Ao olharem para Luyan, Winster e Kredo silenciaram.
“Irei para a casa de Marilena! Por favor, deixem-me aproveitar meu tempo em paz!”
Com um sorriso zombeteiro, Luyan despediu-se. Kredo e Winster sorriram cúmplices—homens entendiam aquele olhar—e partiram.
Com todos de saída, Luyan riu e mandou os demais para casa. Os subordinados hesitaram em deixá-lo sem proteção, mas Luyan foi firme: queria passar a noite a sós com Marilena—por que esses tolos não percebiam?
Nos últimos seis meses, Luyan a visitava a cada poucos dias.
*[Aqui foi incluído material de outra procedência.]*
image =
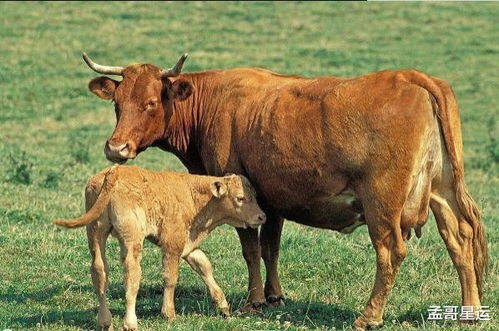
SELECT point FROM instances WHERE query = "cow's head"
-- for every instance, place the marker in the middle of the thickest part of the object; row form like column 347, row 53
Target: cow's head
column 143, row 104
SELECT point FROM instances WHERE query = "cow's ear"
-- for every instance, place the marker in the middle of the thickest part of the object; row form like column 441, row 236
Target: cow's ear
column 218, row 189
column 180, row 89
column 103, row 87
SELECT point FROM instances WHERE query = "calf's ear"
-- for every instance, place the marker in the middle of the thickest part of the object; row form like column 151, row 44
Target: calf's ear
column 180, row 89
column 218, row 189
column 103, row 87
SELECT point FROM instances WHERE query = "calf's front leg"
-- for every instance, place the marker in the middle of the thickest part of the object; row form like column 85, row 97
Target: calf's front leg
column 198, row 261
column 170, row 276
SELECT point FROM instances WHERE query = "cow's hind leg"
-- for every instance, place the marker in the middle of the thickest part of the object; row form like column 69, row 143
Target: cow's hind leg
column 270, row 237
column 457, row 234
column 383, row 210
column 252, row 256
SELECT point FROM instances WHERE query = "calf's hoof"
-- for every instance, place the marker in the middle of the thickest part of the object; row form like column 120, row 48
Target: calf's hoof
column 362, row 323
column 169, row 315
column 275, row 300
column 130, row 325
column 253, row 307
column 225, row 312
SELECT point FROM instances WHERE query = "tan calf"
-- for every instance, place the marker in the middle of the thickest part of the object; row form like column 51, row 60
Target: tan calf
column 176, row 211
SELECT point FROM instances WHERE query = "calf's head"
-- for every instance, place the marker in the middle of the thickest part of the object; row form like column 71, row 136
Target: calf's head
column 235, row 202
column 142, row 102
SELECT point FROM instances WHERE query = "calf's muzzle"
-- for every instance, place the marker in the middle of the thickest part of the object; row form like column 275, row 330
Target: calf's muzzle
column 119, row 153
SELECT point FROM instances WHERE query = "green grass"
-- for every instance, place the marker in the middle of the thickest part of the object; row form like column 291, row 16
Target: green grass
column 52, row 132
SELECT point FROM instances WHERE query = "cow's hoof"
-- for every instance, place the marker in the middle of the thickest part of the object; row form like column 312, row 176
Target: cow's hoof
column 275, row 301
column 225, row 312
column 169, row 316
column 253, row 307
column 362, row 323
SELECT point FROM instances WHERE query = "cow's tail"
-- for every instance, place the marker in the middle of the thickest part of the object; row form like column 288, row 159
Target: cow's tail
column 448, row 117
column 98, row 207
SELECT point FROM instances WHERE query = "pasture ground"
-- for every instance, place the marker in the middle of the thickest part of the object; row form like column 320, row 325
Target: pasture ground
column 52, row 132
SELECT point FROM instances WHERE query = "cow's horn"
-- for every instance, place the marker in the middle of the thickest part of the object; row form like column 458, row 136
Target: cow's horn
column 175, row 71
column 102, row 69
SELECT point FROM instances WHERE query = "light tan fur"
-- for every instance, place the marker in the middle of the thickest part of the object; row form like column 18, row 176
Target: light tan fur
column 173, row 210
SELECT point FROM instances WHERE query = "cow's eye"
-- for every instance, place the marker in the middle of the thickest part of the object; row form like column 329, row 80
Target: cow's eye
column 151, row 105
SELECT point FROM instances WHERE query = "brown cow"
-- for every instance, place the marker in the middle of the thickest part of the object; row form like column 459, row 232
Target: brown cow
column 176, row 211
column 327, row 152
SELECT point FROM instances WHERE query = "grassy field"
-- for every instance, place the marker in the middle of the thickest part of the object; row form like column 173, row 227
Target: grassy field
column 52, row 132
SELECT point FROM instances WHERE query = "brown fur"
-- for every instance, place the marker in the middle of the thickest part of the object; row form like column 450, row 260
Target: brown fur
column 327, row 152
column 175, row 211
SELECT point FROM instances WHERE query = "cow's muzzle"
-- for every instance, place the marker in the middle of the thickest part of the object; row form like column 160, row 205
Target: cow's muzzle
column 119, row 153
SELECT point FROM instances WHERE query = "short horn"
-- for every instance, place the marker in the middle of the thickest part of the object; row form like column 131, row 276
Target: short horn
column 102, row 69
column 175, row 71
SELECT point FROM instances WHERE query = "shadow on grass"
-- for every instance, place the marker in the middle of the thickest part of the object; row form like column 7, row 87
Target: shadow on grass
column 188, row 301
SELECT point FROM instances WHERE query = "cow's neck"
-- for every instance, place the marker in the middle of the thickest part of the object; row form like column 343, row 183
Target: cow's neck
column 183, row 134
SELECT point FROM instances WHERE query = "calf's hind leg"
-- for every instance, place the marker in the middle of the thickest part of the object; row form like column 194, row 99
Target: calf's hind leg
column 200, row 263
column 97, row 234
column 170, row 277
column 131, row 254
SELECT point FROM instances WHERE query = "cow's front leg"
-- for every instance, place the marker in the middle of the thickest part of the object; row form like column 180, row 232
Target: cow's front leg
column 270, row 238
column 198, row 261
column 252, row 255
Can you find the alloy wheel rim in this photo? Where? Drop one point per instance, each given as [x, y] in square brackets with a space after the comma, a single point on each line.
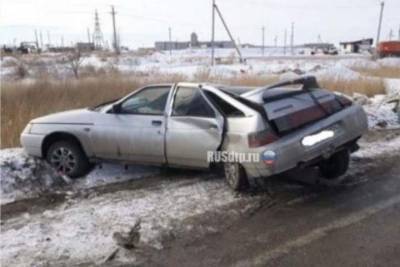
[63, 160]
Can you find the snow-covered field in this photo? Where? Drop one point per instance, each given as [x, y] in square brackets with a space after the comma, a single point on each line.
[88, 219]
[80, 230]
[191, 61]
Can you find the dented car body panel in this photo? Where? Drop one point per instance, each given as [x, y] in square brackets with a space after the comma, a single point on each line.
[178, 124]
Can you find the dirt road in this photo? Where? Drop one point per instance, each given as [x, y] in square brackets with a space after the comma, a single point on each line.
[193, 219]
[355, 225]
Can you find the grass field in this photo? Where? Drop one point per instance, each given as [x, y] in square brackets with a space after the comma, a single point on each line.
[22, 102]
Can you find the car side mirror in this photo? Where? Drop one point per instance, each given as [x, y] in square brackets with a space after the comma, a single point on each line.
[116, 108]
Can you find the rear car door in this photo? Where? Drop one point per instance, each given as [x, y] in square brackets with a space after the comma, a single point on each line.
[194, 128]
[136, 131]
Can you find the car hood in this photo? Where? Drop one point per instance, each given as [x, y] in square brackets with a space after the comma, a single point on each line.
[78, 116]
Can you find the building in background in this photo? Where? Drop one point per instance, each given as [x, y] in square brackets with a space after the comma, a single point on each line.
[358, 46]
[85, 46]
[193, 43]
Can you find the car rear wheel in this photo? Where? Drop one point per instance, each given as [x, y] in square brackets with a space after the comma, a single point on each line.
[235, 176]
[68, 158]
[336, 165]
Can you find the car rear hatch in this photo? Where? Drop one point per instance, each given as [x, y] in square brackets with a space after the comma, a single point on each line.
[289, 108]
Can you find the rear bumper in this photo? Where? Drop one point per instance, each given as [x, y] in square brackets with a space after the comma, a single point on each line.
[349, 124]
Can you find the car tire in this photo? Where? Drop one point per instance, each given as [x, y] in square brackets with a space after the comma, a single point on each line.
[67, 157]
[336, 165]
[235, 176]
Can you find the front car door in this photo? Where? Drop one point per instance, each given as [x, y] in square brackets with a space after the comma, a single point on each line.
[194, 128]
[135, 131]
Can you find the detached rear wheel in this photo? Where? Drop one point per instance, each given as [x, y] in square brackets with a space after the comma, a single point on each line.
[68, 158]
[235, 176]
[336, 165]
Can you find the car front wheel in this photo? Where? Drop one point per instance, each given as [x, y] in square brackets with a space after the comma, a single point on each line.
[336, 165]
[68, 158]
[235, 176]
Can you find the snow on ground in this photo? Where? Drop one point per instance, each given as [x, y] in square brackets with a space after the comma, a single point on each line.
[24, 177]
[378, 147]
[70, 230]
[379, 111]
[190, 61]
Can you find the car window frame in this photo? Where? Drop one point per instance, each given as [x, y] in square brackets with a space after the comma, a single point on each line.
[138, 92]
[192, 116]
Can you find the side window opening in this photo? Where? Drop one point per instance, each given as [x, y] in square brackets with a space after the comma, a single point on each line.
[150, 101]
[227, 109]
[190, 102]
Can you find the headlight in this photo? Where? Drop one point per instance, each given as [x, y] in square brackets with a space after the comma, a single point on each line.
[27, 128]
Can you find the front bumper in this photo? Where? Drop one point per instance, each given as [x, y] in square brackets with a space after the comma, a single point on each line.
[32, 143]
[349, 124]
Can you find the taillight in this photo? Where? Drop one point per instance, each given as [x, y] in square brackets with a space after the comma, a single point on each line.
[344, 100]
[262, 138]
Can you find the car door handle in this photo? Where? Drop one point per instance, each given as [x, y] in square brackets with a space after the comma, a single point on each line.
[156, 123]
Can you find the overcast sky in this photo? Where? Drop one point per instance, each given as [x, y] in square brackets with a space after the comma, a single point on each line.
[141, 22]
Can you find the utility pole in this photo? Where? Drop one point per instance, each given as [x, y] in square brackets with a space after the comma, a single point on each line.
[41, 39]
[398, 37]
[88, 32]
[229, 33]
[115, 43]
[391, 34]
[262, 39]
[284, 42]
[48, 38]
[212, 32]
[380, 23]
[97, 37]
[36, 39]
[292, 39]
[170, 41]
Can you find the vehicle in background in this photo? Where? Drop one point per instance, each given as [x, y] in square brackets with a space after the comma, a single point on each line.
[389, 49]
[289, 124]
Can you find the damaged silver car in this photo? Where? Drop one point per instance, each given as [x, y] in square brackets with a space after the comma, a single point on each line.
[289, 124]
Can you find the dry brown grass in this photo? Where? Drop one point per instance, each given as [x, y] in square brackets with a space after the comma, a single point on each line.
[366, 86]
[383, 72]
[21, 102]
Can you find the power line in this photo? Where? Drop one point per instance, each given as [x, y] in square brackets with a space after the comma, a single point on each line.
[212, 32]
[229, 32]
[115, 42]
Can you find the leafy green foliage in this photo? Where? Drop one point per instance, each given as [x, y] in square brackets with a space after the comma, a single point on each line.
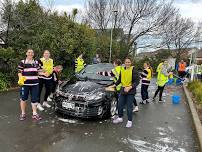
[4, 84]
[195, 87]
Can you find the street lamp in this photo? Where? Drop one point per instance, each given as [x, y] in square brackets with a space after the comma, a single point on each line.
[115, 12]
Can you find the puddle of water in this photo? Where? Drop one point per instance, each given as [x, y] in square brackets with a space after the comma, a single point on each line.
[144, 146]
[68, 120]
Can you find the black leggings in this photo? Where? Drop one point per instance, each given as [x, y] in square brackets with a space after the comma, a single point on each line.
[135, 102]
[48, 87]
[144, 92]
[160, 89]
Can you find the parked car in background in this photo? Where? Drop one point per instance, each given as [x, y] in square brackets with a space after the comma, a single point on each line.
[84, 94]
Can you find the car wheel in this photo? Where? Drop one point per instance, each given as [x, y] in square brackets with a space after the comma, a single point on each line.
[113, 107]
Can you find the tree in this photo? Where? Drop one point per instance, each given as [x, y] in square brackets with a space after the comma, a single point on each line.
[178, 34]
[137, 17]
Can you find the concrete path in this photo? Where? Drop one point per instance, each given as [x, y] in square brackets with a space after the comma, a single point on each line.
[158, 127]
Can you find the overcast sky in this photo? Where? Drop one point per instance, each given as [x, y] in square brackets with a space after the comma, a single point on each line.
[188, 8]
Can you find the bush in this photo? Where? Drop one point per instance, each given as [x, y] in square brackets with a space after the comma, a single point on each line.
[195, 87]
[4, 84]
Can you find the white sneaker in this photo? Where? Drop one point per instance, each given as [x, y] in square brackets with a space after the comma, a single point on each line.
[162, 101]
[45, 104]
[118, 120]
[51, 95]
[39, 107]
[136, 109]
[49, 99]
[129, 124]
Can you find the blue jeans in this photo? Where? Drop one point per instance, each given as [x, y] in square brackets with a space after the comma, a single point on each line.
[128, 100]
[144, 92]
[26, 90]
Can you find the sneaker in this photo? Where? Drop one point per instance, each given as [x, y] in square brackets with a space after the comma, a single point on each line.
[129, 124]
[36, 117]
[136, 109]
[45, 104]
[118, 120]
[22, 117]
[114, 117]
[39, 107]
[51, 96]
[49, 99]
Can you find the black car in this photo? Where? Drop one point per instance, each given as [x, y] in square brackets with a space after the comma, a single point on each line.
[84, 94]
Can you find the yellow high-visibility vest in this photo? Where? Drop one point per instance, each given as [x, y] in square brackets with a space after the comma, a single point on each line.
[79, 64]
[126, 76]
[47, 65]
[116, 71]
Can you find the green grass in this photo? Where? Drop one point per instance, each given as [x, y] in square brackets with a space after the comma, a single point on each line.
[4, 84]
[196, 88]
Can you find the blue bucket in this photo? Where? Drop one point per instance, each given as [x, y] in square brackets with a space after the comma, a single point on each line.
[170, 82]
[178, 82]
[176, 99]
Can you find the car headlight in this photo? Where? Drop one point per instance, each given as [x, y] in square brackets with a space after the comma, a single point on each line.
[96, 96]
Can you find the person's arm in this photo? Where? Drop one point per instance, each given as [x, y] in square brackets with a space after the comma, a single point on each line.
[144, 74]
[165, 71]
[135, 79]
[118, 81]
[106, 73]
[20, 68]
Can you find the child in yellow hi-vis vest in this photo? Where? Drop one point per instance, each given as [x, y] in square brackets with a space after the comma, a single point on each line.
[45, 79]
[129, 80]
[146, 77]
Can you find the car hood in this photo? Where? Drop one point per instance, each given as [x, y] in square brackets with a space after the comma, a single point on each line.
[83, 87]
Embora o relacionamento não tivesse avançado muito, já estavam além da amizade, ainda que não fossem amantes.
Ele acreditava: com um pouco mais de esforço, conquistaria sua deusa.
Saiu da mansão dirigindo um Chrysler novinho e logo chegou à porta de Marilena. Com presentes nas mãos, bateu à porta.
Depois de um tempo, Marilena apareceu, surpresa: “Rossi, o que faz aqui?”
Curiosa, ela o observou. Nos últimos dias, ouvira as mulheres do vilarejo comentarem sobre o quanto a Família Corleone estava ocupada distribuindo presentes aos funcionários.
Marilena ainda não encontrara trabalho—por inveja das outras mulheres, dependia da ajuda do pai e de Luyan. Este, por mais de uma vez, deixara dinheiro para ela, mas Marilena sempre recusava.
Uma verdadeira coelhinha corajosa!
“Vim passar a última noite com você. No fim das contas, estou sozinho em casa.”
Luyan sorriu, sem nenhum sinal de tristeza.
Ao ouvir isso, Marilena logo o convidou a entrar: “Venha, Rossi!”
“É mesmo uma dama gentil e bondosa!”
Brincando, Luyan sorriu. Marilena cruzou os braços, divertida: “E para a dama que o acolhe, o que tem a oferecer?”
“Claro!” Ele retirou de trás das costas um buquê de flores. “É meu presente de Ano Novo, bela Marilena!”
Surpresa, Marilena levou a mão à boca: “Estas flores? Onde as conseguiu?”
Afinal, era inverno, não havia flores na estação.
“Mandei trazer de longe. Está satisfeita?”
“Sim, estou muito satisfeita!” Olhando para Luyan, Marilena sorriu, visivelmente feliz.